The same limitations exist for a JAMA Internal Medicine study that found that between March and May in the U.S., the number of excess deaths from all causes over the same period a year earlier was almost 30 percent higher than the official number attributed to the coronavirus. Yancy says it’s quite likely that at least some of these deaths can be attributed to people with heart disease staying home to avoid infection rather than seeing a doctor for preventive care or seeking emergency help for symptoms. “Come back,” Yancy urges anyone in those situations, “so we can take care of you.”

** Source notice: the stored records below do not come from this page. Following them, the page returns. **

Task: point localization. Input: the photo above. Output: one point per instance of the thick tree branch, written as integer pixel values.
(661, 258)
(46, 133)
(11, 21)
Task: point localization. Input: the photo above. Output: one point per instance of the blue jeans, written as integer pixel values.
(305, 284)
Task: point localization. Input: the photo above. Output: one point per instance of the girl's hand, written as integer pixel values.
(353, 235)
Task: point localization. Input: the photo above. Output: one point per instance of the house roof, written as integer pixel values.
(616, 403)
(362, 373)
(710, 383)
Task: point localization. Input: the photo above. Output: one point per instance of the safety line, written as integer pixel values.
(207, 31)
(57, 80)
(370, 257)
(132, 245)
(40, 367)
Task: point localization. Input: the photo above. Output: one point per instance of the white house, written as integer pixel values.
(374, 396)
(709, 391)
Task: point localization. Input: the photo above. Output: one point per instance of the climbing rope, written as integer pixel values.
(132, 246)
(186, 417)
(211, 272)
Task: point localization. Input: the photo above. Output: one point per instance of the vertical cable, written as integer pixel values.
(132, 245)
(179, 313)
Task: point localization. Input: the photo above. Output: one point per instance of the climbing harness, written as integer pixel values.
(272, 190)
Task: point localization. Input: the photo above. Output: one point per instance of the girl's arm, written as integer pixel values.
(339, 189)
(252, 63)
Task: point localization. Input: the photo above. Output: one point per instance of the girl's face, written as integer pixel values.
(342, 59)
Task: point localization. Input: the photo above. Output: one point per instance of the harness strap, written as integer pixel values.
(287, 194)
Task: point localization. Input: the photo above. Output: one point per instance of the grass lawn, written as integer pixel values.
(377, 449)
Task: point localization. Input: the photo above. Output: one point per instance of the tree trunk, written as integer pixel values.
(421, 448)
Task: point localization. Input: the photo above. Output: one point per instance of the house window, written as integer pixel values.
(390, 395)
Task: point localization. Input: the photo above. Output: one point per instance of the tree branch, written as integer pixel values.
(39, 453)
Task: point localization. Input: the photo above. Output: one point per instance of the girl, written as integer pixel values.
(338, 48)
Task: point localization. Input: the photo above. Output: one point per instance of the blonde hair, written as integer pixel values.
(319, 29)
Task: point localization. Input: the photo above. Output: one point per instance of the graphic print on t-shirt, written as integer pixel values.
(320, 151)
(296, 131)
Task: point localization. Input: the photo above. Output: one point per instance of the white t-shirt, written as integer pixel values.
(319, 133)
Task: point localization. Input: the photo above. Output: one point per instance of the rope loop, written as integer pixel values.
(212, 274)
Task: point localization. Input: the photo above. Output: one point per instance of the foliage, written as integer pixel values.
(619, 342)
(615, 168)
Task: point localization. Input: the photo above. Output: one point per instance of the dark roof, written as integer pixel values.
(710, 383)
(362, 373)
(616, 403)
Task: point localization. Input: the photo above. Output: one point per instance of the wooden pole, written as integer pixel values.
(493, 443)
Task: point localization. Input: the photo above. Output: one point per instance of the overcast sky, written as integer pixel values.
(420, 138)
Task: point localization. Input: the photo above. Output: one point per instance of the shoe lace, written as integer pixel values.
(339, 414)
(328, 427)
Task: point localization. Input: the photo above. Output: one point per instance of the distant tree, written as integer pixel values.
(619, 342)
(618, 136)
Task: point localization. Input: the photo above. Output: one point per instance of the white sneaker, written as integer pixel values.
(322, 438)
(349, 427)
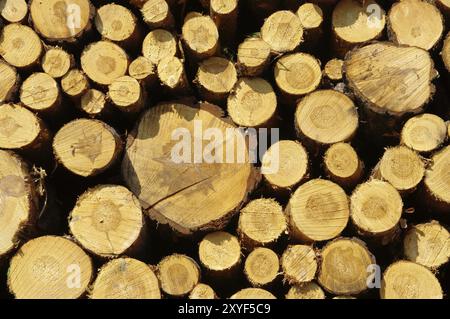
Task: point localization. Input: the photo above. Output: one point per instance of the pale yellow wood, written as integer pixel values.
(49, 267)
(125, 278)
(407, 280)
(318, 210)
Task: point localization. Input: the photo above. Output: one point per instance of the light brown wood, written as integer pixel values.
(309, 290)
(87, 147)
(344, 264)
(355, 23)
(407, 280)
(299, 264)
(261, 223)
(343, 166)
(125, 278)
(427, 244)
(424, 133)
(252, 103)
(200, 36)
(173, 171)
(104, 61)
(285, 165)
(9, 82)
(58, 20)
(262, 267)
(56, 62)
(253, 56)
(18, 201)
(20, 46)
(405, 28)
(282, 31)
(49, 267)
(41, 93)
(107, 221)
(318, 210)
(178, 275)
(375, 209)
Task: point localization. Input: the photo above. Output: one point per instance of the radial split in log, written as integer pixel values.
(125, 278)
(424, 133)
(404, 26)
(220, 254)
(107, 220)
(41, 93)
(408, 280)
(179, 183)
(282, 31)
(427, 244)
(202, 291)
(201, 37)
(261, 223)
(355, 23)
(58, 20)
(390, 79)
(159, 44)
(402, 168)
(87, 147)
(156, 13)
(252, 103)
(104, 61)
(117, 23)
(127, 95)
(318, 210)
(285, 165)
(344, 266)
(75, 84)
(18, 200)
(309, 290)
(178, 275)
(20, 46)
(299, 264)
(437, 181)
(9, 82)
(56, 62)
(253, 293)
(253, 56)
(49, 267)
(326, 117)
(14, 10)
(21, 130)
(375, 209)
(172, 76)
(343, 166)
(297, 74)
(261, 267)
(215, 79)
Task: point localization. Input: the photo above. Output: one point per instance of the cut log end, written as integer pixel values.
(299, 264)
(421, 283)
(285, 165)
(318, 210)
(376, 208)
(125, 278)
(178, 275)
(87, 147)
(427, 244)
(424, 133)
(343, 270)
(261, 267)
(283, 31)
(107, 221)
(261, 223)
(40, 270)
(252, 103)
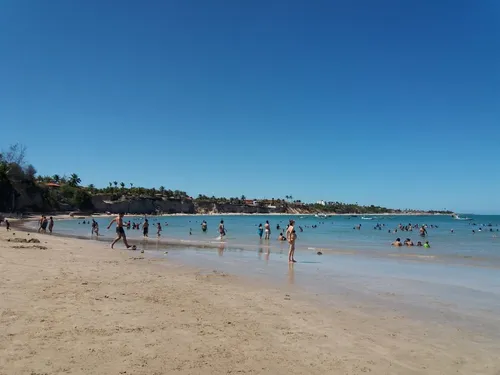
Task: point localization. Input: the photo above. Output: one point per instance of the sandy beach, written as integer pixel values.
(71, 306)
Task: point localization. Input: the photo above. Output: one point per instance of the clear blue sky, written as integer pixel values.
(384, 102)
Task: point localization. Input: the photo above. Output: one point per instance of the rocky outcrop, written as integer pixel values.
(141, 205)
(231, 208)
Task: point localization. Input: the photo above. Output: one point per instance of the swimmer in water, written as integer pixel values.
(397, 243)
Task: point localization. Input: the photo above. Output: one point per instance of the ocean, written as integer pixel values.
(456, 280)
(476, 240)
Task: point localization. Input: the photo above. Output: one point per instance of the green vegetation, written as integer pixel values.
(22, 189)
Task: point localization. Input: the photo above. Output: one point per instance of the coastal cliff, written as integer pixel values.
(142, 205)
(207, 207)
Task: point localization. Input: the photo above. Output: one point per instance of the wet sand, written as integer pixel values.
(79, 307)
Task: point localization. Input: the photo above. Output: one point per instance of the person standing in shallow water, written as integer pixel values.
(291, 236)
(120, 232)
(267, 230)
(51, 224)
(222, 229)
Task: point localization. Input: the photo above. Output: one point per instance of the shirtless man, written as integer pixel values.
(267, 230)
(120, 232)
(291, 236)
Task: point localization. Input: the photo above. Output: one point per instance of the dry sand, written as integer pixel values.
(78, 307)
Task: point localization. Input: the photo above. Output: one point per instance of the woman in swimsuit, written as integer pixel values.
(120, 232)
(222, 229)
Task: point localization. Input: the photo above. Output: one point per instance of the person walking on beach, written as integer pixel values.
(222, 229)
(291, 236)
(120, 232)
(51, 224)
(267, 230)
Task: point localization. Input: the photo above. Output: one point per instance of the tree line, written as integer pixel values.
(20, 181)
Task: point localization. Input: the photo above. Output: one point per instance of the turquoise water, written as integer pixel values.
(456, 280)
(334, 234)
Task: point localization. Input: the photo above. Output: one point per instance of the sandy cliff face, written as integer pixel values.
(226, 208)
(103, 203)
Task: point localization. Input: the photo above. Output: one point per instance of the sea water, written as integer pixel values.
(456, 280)
(449, 238)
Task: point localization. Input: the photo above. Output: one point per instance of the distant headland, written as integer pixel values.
(22, 189)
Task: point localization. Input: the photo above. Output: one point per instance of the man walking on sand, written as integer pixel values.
(120, 232)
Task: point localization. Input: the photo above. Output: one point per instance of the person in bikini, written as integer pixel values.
(145, 228)
(120, 231)
(51, 224)
(222, 229)
(267, 230)
(291, 236)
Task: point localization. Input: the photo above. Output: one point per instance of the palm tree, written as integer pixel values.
(74, 180)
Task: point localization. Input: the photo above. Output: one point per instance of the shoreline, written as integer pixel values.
(157, 316)
(60, 215)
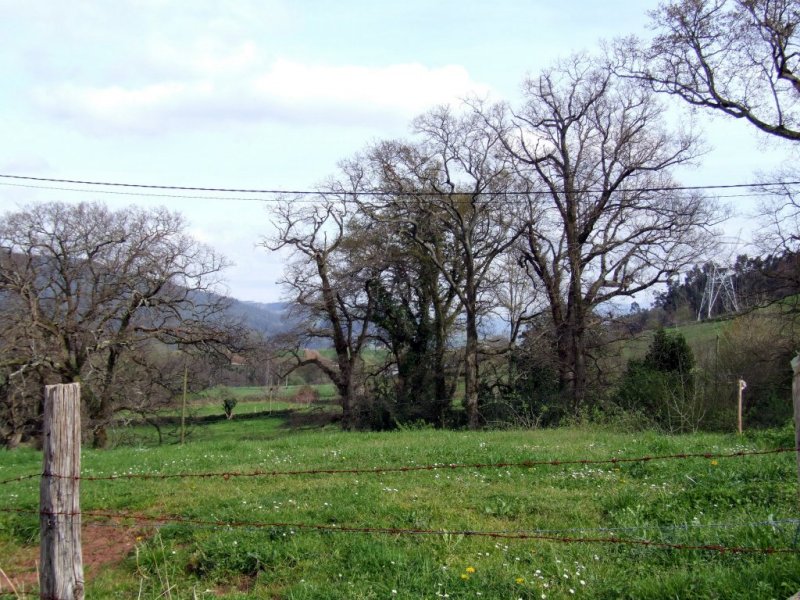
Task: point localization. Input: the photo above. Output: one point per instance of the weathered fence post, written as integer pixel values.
(741, 385)
(61, 562)
(796, 401)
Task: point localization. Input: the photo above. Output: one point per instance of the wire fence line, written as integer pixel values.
(641, 536)
(112, 520)
(226, 475)
(393, 531)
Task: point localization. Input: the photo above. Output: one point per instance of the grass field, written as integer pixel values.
(734, 502)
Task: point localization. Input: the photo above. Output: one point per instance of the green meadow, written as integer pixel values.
(249, 537)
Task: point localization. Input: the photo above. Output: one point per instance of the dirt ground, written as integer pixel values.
(103, 544)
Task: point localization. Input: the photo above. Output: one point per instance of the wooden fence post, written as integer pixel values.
(796, 402)
(61, 562)
(741, 385)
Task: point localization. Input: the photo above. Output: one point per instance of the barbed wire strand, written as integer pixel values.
(779, 523)
(226, 475)
(336, 528)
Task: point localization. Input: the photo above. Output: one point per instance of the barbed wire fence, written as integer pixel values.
(67, 518)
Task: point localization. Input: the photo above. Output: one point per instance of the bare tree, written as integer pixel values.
(738, 57)
(329, 289)
(91, 284)
(602, 218)
(452, 181)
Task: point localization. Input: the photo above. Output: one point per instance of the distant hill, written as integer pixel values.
(269, 318)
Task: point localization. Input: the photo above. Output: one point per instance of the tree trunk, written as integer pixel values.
(471, 369)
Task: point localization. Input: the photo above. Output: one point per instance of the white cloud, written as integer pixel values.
(211, 85)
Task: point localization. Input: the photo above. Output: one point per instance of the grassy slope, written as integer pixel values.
(662, 501)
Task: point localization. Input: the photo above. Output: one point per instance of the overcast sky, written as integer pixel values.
(272, 94)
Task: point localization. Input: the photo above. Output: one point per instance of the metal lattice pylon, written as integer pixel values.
(719, 283)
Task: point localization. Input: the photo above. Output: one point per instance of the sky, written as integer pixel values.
(272, 94)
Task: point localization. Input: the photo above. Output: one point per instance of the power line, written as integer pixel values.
(275, 198)
(287, 192)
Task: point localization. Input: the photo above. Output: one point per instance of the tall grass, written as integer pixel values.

It’s crucial to stop exercising and see a physician if you experience any symptoms of heart failure. People should be especially careful about resuming exercise after having Covid or another infection. But if you are not feeling sick, Baggish says, “maintaining a healthy exercise regimen is absolutely essential, because it actually increases the sensitivity of your immune system, so that if you do get infected, you’re likely to have a milder disease.” In weighing the risks of resuming team sports, he thinks, the primary concern should be “about controlling infection, both for athletes and for the communities that they live in, not the heart concerns.” If the prevalence of infection is above 1 or 2 percent, he says, “and you’re not doing any testing, then it’s almost certain that getting young people together is going to do more harm than good.”